Remember we prepended P before the parcel number and that allows me to select Worksheets(ThisParcel) Had that been numeric, they would have thought that I was talking about instead of parcel number 2147652, they would have thought I meant like the 241 000th worksheet in the workbook and so then once we select that worksheet we'll figure out how many rows we have in that worksheet and I realized that some of the information I needed is below the sales information so go cruising down from one to last row looking column C to see if we have the heading of the “Year Built” if it is then save that in a variable called “This Year.” Cruise down through column A column 1, see if it says “Building Area Information” and we can get ThisSqFt and then here's the loop that kind of does the whole thing.
It's looking for the site address saves that, looking for the lot size, saves that, and then once we find the heading of “Sale Date” in column B and then goes and looks at the next ten records and grabs the date, the amount, and type of sale and then finishes off all the loops.
Now this was a hassle to go through and write this.
You know this was, you know probably an hour's worth of code but the payoff here-- see we start off with a completely blank sales page will switch over to VBA and we'll run this, bam, that's all it took.
Went through all 71 pages found all the information I needed and would come back to sales and we now have for every one of these properties there were 70 properties but far more sales than that going back since the development was built.
Now a couple of oddities with this data, any time that there is a transfer like within the family the the property appraiser puts it in at a hundred dollars, so we're going to get rid of that and also these PTs that's where we had a sale where they were partitioning out some properties.

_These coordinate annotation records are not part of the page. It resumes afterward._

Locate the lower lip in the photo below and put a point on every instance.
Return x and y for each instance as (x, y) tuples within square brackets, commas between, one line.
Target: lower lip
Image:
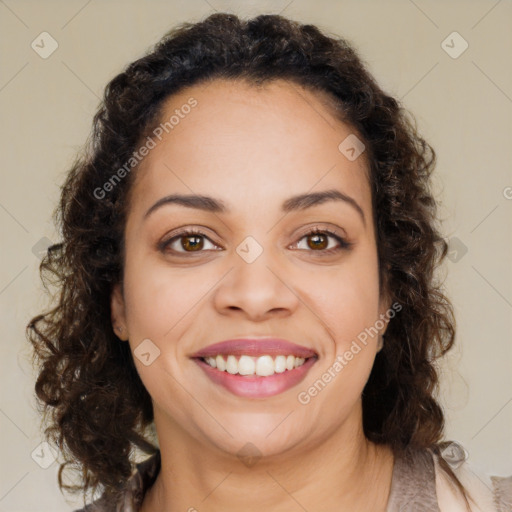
[(255, 386)]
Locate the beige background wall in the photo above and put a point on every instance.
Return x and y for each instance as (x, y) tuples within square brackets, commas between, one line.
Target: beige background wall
[(463, 106)]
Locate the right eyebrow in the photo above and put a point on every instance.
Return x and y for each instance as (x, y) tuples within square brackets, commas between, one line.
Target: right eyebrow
[(299, 202)]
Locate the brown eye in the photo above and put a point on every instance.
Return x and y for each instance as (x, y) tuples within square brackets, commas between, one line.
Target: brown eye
[(186, 242), (318, 241)]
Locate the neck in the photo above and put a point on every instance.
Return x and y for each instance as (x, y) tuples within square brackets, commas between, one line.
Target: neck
[(344, 472)]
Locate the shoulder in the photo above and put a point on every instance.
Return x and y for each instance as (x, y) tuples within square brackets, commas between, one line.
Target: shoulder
[(487, 493), (130, 497)]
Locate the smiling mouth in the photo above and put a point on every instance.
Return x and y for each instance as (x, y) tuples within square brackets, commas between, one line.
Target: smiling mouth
[(262, 366)]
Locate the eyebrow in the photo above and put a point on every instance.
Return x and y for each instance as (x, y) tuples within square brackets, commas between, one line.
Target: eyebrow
[(295, 203)]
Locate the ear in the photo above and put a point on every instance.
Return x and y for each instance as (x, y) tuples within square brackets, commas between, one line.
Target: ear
[(384, 315), (117, 312)]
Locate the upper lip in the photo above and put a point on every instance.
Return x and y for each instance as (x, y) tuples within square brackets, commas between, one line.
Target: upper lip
[(256, 347)]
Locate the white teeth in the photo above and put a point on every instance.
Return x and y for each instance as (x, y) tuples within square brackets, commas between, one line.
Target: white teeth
[(262, 366), (232, 365), (221, 364)]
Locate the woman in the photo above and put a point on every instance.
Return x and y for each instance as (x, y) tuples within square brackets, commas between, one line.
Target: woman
[(248, 265)]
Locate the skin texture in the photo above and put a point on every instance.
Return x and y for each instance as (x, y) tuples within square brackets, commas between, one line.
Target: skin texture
[(253, 148)]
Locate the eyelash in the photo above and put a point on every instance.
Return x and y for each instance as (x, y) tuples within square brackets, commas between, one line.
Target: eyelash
[(343, 243)]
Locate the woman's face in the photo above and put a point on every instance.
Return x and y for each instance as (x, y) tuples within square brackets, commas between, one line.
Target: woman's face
[(255, 269)]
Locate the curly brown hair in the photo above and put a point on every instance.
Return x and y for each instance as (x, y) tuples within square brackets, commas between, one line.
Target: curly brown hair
[(88, 387)]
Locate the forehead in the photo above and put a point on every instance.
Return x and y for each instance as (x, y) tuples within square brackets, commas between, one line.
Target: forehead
[(263, 143)]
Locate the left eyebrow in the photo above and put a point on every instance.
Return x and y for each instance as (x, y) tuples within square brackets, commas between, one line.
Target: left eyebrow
[(299, 202)]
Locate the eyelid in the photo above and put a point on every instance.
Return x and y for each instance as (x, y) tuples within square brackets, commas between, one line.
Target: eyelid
[(333, 232)]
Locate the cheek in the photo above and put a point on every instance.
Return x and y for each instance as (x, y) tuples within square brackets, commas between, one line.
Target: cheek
[(160, 299), (346, 299)]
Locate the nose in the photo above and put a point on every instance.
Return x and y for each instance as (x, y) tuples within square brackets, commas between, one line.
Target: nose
[(258, 290)]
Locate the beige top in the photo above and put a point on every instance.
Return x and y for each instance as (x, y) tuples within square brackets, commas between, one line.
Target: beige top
[(418, 485)]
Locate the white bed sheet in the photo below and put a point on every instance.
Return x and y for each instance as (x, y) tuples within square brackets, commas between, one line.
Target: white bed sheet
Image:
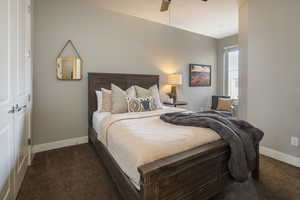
[(97, 119)]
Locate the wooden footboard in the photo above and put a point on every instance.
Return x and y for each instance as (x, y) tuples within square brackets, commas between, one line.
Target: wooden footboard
[(200, 173)]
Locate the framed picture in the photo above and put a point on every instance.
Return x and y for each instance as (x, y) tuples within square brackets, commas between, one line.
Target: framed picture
[(200, 75)]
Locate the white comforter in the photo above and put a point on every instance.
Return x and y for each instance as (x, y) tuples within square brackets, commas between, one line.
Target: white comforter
[(135, 139)]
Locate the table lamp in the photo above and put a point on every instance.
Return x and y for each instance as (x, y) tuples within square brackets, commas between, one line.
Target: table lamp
[(174, 80)]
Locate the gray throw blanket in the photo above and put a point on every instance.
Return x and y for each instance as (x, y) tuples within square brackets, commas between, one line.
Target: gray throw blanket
[(241, 136)]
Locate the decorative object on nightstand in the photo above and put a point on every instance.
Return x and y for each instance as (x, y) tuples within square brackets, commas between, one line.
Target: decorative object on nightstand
[(175, 104), (223, 104), (174, 80), (200, 75)]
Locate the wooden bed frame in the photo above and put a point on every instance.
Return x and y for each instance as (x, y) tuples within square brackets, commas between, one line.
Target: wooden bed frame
[(199, 173)]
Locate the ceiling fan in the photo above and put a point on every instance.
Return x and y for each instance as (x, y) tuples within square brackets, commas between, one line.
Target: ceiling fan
[(166, 3)]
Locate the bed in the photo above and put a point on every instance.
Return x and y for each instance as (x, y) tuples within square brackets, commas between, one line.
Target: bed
[(199, 172)]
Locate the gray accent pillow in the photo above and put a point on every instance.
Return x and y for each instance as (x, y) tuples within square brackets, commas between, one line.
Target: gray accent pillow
[(140, 104), (119, 99), (142, 92), (152, 91)]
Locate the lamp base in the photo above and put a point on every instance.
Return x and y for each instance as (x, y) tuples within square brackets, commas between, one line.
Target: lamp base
[(174, 93)]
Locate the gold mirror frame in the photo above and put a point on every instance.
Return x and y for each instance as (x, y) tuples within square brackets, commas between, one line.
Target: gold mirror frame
[(69, 68)]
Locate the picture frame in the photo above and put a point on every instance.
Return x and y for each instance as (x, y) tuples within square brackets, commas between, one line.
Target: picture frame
[(200, 75)]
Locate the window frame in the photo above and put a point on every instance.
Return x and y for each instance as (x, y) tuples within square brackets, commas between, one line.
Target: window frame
[(227, 50)]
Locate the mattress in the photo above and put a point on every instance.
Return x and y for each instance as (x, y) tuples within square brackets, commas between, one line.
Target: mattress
[(135, 139)]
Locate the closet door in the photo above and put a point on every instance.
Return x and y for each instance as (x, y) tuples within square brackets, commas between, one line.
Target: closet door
[(21, 94), (6, 103)]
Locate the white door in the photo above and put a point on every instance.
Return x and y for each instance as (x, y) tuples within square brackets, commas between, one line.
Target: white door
[(15, 86), (21, 91), (6, 103)]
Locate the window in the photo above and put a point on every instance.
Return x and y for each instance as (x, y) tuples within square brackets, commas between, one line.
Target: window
[(232, 73)]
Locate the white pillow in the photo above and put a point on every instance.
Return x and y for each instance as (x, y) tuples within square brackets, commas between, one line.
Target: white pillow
[(99, 100), (152, 91), (119, 99)]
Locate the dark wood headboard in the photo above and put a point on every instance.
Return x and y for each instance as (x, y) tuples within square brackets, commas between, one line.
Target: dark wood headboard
[(124, 81)]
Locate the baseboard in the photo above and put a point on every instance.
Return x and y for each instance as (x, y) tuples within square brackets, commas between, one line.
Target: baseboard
[(292, 160), (59, 144)]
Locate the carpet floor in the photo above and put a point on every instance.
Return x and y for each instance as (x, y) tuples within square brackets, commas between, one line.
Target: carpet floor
[(75, 173)]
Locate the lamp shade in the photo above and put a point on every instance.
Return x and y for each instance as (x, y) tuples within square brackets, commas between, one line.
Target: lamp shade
[(174, 79)]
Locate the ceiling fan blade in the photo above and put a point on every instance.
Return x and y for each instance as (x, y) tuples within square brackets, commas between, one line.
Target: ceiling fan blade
[(165, 5)]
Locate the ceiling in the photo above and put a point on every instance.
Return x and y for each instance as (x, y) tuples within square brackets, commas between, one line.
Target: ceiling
[(215, 18)]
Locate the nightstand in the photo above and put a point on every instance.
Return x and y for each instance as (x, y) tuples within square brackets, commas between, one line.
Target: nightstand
[(178, 103)]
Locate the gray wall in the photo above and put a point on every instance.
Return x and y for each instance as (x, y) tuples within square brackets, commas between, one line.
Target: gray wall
[(222, 44), (108, 42), (273, 71)]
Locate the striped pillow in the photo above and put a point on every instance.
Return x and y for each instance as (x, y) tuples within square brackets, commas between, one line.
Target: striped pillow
[(140, 104)]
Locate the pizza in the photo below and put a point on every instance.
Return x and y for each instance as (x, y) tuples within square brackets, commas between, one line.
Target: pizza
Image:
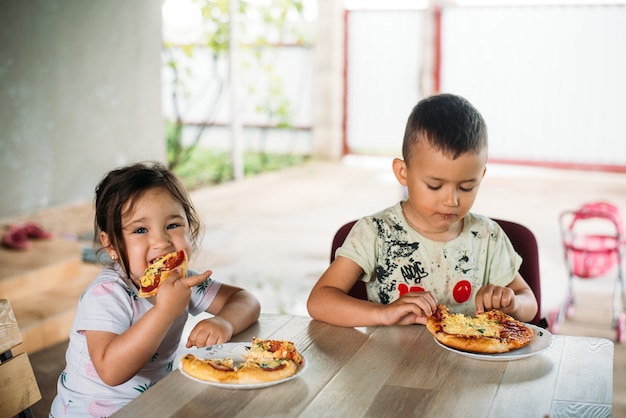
[(489, 332), (266, 361), (158, 271)]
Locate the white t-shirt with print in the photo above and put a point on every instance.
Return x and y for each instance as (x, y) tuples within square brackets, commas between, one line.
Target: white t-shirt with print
[(111, 304), (396, 259)]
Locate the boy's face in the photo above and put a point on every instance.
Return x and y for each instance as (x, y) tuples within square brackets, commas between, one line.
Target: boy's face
[(441, 191), (157, 225)]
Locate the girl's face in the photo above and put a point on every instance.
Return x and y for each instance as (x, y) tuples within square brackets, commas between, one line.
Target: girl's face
[(157, 225), (441, 191)]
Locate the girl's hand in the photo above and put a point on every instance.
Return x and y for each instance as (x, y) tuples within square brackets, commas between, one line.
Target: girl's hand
[(175, 292), (411, 308), (210, 331), (495, 297)]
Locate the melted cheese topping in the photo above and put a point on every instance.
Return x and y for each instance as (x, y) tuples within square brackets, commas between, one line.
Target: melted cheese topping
[(459, 324), (148, 277)]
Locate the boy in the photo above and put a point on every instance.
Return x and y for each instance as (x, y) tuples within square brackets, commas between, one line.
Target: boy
[(430, 248)]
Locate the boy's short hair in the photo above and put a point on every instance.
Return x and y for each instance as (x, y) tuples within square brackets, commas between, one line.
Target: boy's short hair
[(449, 123)]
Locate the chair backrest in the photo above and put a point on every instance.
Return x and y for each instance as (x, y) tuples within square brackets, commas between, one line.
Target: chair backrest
[(18, 386), (523, 241)]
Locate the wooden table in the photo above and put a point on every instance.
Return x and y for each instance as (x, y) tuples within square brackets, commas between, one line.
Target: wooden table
[(396, 372)]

So PTs, PRs and quick claims those were probably short sales so we're going to get rid of those.
All right, so $ per SF so that is sales amount divided by square foot =G2/D2 and Year Sold Column =YEAR(F2) which is the year of the sales date.
Copy those down.
All right so, you have some easy things I can do.

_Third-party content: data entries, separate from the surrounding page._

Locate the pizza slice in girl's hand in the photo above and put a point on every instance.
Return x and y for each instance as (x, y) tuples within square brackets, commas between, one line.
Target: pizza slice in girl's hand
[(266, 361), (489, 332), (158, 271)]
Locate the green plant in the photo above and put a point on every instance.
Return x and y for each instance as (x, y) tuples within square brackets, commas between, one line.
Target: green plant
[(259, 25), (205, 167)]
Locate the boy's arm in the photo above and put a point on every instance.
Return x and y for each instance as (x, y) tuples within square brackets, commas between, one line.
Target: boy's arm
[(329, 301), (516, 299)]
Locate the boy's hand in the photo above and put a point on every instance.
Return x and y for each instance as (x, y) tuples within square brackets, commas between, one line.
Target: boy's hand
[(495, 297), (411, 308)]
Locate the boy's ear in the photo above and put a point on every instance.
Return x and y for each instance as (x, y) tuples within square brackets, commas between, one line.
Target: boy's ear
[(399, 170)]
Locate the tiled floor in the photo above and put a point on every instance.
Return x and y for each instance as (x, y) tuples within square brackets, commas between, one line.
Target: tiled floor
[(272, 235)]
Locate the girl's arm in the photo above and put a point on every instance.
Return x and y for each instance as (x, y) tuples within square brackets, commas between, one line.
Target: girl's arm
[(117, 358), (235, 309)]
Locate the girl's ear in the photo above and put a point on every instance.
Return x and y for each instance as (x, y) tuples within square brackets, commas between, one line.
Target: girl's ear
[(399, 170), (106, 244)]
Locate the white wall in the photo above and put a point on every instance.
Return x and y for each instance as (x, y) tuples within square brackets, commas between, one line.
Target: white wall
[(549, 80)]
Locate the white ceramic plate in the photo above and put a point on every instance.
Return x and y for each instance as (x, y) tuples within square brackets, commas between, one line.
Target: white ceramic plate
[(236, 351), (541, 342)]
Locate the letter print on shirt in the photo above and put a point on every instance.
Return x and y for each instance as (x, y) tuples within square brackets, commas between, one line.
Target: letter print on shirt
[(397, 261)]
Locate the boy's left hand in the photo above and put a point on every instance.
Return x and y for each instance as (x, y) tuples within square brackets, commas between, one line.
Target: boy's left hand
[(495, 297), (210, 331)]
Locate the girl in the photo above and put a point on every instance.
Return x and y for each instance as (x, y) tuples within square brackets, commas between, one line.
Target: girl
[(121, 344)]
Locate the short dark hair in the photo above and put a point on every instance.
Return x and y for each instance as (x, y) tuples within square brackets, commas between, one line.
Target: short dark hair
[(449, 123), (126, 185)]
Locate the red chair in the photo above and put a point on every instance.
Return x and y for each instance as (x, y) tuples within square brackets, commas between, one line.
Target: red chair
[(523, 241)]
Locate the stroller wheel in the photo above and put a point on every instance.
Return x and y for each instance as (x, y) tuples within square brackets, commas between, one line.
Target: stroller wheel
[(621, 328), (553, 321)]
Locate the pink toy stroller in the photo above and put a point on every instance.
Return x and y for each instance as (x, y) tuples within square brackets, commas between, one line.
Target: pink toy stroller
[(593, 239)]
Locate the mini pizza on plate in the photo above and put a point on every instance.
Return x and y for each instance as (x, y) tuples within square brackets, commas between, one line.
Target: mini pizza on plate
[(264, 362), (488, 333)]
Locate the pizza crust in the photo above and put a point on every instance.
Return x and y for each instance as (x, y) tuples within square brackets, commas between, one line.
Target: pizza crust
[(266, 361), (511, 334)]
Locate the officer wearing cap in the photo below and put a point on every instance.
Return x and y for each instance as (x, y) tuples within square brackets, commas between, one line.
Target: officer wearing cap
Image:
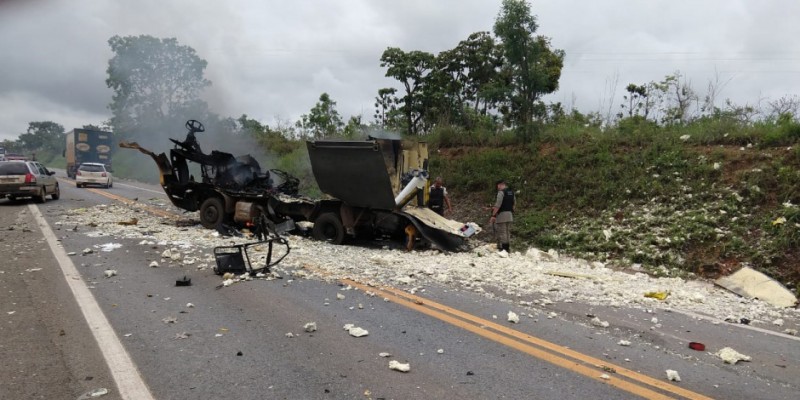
[(503, 215)]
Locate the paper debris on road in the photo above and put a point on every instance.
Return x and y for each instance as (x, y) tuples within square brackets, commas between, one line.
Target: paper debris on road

I can see was the whole neighbourhood build up in the 60s or are there some newer houses?
Yes, there's some newer houses.
The range of sizes we go from a small of 1,400 square feet to a large of 2,700 square feet.
We have a couple of dogs Marylyn’s looking for a large lot for the dogs so 0.19 acres to 0.20 acres so there's a few that have larger lots but for the most part no.
So let's take a look at the $ per SF (dollars per square foot) trend.
We will do a pivot table for that.
Insert pivot table click OK, year sold down the left hand side $ per SF and we want to average this instead of sum it so let’s look at the average click OK.
Oh shoot, Number Format, Currency, 0 click OK.
I'm also interested in how many are sold each year, so in this particular street, unfortunately we're just selling a few each year so you know one large house might you know cause problems with the other data but let's just chart it and see what we get.
We will create a little pivot chart here with lines click OK and so there were some interesting bumps here in 73 through 76.
I'm not sure what that is but this I've come to recognize this as the typical Florida housing boom and bust this happens on almost every street that I've looked at.
So right now 2012 $113.
If I drew a straight line forecast and I realized I could do a trend line but I would have to throw out the bad data here if I just kind of draw a straight line extrapolate it out looks like we might be somewhere between 112 and 150 dollars per square foot for houses on the street today.
All right so you know we started out a couple of days ago just collecting data from a single web page visiting every single web page and now pulling the interesting information back into a sheet where I can sort, filter, slice, dice, pivot and start to you know get a picture of the neighbourhood.
All right, well, hey I want to thank you for stopping by.